In realtà la domanda è mal posta perché si basa sull’erroneo presupposto dell’equivalenza immigrato=criminale; un’equivalenza strumentalizzata alla ricerca di un capro espiatorio su cui addossare ogni responsabilità.

Rifuggendo da mediatici tribunali e dai loro avvocati latori di libertà, di valori e di democrazia, vorrei invece pormi degli interrogativi su chi sia oggi l’immigrato e quale ruolo abbia nello stato italiano.

Chi è. Dai recenti fatti di Rosarno, che ormai la cocaina di Morgan e l’amore patriottico del Principe per l’Italia ci hanno fatto dimenticare, sono affiorate le condizioni subumane in cui vivevano centinaia di persone: miseria, povertà, sporcizia.

Quale funzione. L’immigrato è solamente ingranaggio di un meccanismo produttivo, privo di ogni dignità umana. Si è assistito ad una forma di reificazione della persona.  In italiano volgare, schiavismo: reato che il codice penale punisce con la reclusione da otto a vent’anni e che, invece, rimane impunito.

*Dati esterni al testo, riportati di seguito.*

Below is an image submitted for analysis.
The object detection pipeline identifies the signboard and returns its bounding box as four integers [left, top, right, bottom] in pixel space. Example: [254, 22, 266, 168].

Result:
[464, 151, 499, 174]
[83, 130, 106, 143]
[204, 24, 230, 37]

Tale panorama, realisticamente cinico alla più diffusa morale sociale, trova una sua ancora più aberrante giustificazione se inserito nel sistema del mercato.

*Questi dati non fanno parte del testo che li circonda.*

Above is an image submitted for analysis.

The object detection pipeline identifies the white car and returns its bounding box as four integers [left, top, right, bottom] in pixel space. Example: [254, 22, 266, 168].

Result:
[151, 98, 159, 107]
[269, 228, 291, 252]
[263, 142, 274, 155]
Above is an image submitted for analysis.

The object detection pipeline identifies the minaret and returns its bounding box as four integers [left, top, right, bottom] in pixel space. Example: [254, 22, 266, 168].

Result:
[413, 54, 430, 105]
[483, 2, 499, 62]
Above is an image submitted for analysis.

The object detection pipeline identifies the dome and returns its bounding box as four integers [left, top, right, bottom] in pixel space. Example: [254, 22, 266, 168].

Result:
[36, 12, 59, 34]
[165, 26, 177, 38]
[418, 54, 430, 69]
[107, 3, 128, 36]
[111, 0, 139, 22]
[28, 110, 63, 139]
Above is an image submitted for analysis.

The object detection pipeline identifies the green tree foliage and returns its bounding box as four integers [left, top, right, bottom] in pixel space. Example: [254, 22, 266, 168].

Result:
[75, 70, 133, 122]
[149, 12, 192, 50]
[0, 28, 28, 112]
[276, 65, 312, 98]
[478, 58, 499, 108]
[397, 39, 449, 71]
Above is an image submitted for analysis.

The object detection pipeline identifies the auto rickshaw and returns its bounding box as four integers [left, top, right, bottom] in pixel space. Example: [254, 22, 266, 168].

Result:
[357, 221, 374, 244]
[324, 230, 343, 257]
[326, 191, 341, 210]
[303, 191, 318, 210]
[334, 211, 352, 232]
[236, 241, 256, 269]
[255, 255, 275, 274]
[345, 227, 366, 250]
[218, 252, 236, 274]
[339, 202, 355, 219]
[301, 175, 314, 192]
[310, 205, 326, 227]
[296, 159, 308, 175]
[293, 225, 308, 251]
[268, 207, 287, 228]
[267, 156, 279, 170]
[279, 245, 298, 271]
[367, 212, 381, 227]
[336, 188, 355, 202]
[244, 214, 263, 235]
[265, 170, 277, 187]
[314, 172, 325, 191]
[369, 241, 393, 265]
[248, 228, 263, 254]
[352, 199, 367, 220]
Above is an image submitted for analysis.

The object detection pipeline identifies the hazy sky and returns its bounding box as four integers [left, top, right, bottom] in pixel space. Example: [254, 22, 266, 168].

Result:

L’immigrazione, infatti, è uno strumento che consente il rinnovamento ed il progresso del paese ed il luogo comune che in Italia ci sia necessità di manodopera straniera è reale. E ciò non dipende solamente dal fatto che gli italiani non svolgono più determinati mestieri ma che gli immigrati svolgono gli stessi mestieri che potrebbero svolgere gli italiani: a costo zero, per l’imprenditore; ad un alto prezzo da pagare per l’immigrato il quale, accolto nel mondo del lavoro, resta culturalmente e socialmente distante.

A questo punto la domanda da porsi non riguarda la criminalità bensì l’integrazione, la cui mancanza produce tra gli effetti più tipici la criminalità: l’immigrato è messo nelle condizioni di contribuire, con un ruolo attivo, alla nuova società di appartenenza oppure deve essere messo in minoranza e ritardare così il suo percorso di inserimento nella società?

La risposta è quella appena data.

Considerando il singolo caso ed in virtù della solidarietà che anima le convinzioni del singoli, la domanda è (artificiosamente) posta per dare una risposta favorevole.

Inserendo la questione in un sistema di macro-economia, il gioco del mercato è prevaricatore.


È così stata smascherata la reale natura del problema dell’immigrazione che vestita degli abiti offerti dall’etica si è spogliata e trasformata in un gioco di costi e benefici, guidati dalla dinamica economica del profitto.

Se questa è la logica di fondo, l’integrazione è percepita non come un problema ma come un esigenza da soddisfare, solamente qualora il suo perseguimento risulterà efficiente per il mercato. Attualmente, sembra esserlo solo  per l’immigrato.

Quale, invece, il ruolo del cittadino in questa dinamica?

Affinché il sistema funzioni, senza che questioni di solidarietà sociale vi entrino, verremo collettivamente alimentati dall’atavica, ma concreta, paura dell’uomo nero.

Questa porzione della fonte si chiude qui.